Happy Thanksgiving to those of you in the US, and happy thankfulness to those outside the US!

Things I’m thankful for: you, this blog, and all my friends and family; known and unknown.

Thanks, you guys.

7 thoughts on “The Nine Inch Baskerville Hound

  1. Dang it, I also thought that the higher priced helmets were just fashion accessories. I sure hate to hear the Owens is extra comfortable… At least Christmas is coming!

    1. I think some are? I know Daisy bought a very expensive one (more than the CO) that ended up being torture to wear (perhaps I’m exaggerating a teensy bit).

      Then she asked Bella’s opinion, whose lifetime experience in the horse supply business has given her a PHD in what is worth the bucks and what is pricey but no better than the $20 item.

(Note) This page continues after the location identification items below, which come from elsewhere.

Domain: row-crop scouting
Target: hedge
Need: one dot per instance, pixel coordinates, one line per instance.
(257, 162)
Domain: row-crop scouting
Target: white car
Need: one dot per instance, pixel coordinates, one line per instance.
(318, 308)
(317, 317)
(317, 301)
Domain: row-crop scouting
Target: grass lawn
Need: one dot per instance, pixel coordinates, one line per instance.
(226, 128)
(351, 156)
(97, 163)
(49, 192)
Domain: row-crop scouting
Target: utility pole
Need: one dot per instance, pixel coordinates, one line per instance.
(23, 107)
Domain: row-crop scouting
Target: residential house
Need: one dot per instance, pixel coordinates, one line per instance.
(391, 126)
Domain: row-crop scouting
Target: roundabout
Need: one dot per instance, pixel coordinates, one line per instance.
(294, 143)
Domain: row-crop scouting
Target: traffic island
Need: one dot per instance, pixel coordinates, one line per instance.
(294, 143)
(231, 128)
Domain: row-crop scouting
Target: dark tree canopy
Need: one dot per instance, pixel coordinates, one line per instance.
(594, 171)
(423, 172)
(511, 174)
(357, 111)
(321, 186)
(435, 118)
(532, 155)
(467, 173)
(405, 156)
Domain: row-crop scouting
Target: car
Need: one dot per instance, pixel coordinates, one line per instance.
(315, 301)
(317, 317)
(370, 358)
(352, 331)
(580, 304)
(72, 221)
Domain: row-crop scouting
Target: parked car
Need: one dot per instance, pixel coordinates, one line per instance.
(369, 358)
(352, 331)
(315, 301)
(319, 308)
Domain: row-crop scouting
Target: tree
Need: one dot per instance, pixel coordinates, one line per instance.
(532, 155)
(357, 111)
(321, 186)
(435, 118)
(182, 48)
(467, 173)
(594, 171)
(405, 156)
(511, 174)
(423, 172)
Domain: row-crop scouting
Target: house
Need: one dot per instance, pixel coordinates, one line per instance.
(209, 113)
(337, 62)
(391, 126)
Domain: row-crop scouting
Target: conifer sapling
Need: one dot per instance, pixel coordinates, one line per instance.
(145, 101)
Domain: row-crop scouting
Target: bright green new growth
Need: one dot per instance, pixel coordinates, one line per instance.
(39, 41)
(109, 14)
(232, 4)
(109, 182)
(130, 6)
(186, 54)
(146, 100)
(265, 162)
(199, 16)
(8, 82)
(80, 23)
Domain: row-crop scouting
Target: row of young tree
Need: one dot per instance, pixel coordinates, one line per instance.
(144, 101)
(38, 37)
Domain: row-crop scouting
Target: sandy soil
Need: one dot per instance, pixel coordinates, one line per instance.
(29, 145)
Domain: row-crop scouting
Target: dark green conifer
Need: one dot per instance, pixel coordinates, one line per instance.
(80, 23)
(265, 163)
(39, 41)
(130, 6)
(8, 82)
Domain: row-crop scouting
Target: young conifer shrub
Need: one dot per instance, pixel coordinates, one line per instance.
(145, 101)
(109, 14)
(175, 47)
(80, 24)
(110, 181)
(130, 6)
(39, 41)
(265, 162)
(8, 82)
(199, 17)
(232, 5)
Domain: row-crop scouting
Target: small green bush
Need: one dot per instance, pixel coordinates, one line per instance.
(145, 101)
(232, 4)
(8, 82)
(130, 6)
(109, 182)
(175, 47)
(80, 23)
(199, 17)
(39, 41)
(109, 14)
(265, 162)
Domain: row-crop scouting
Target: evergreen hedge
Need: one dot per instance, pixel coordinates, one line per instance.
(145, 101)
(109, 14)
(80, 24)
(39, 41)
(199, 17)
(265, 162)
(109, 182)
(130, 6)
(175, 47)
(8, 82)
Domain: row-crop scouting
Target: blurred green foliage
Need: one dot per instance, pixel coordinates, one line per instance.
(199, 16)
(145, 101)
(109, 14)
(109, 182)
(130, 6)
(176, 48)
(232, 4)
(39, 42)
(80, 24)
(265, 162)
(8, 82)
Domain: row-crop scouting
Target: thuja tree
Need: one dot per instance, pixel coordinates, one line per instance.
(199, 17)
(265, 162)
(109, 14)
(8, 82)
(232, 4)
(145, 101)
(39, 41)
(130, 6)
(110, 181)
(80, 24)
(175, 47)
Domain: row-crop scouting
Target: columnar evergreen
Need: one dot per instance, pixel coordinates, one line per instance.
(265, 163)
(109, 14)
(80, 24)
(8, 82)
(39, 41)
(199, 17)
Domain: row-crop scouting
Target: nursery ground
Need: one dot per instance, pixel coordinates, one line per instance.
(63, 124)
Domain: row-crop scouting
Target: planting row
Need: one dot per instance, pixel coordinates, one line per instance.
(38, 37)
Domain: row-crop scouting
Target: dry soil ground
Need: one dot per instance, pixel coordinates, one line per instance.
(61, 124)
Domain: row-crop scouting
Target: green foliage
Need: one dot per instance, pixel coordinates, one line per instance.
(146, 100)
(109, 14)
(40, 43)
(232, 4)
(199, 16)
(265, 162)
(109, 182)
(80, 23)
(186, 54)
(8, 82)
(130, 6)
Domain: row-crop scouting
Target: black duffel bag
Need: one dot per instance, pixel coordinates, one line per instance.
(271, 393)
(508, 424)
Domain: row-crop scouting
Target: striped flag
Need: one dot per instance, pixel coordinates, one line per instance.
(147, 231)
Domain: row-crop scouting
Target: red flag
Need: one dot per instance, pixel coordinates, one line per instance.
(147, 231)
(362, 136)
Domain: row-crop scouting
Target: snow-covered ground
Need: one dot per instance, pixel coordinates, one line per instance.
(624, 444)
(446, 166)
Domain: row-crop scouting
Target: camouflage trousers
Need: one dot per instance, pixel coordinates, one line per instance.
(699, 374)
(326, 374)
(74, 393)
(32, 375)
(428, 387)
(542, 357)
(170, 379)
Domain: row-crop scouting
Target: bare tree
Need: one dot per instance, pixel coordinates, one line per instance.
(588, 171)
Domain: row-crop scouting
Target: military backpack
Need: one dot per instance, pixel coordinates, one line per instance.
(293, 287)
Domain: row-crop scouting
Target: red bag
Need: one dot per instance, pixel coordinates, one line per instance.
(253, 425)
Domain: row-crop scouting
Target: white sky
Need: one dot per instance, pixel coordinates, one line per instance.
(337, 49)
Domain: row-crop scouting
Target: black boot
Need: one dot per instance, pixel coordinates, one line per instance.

      Daisy got herself a Charles Owen to replace it.

      (I didn’t know any of this until after I fell in love with the one attached to my head in the store.)

    1. You GOT me! Totally rolling now. I could just see how that would go over. This being CA, it would be both politically correct (lots of Jesus’ in CA, due to the proximity of Mexico) and politically incorrect if I was not giving him a Mexican name.

      Dang. Why didn’t I think of that? I actually did see the pencil/paper woman who was trying mightily to remember who Christmas was and wading through sheafs of itty bitty paper. I stole your horse’s name. I told her his name was “Tucker”.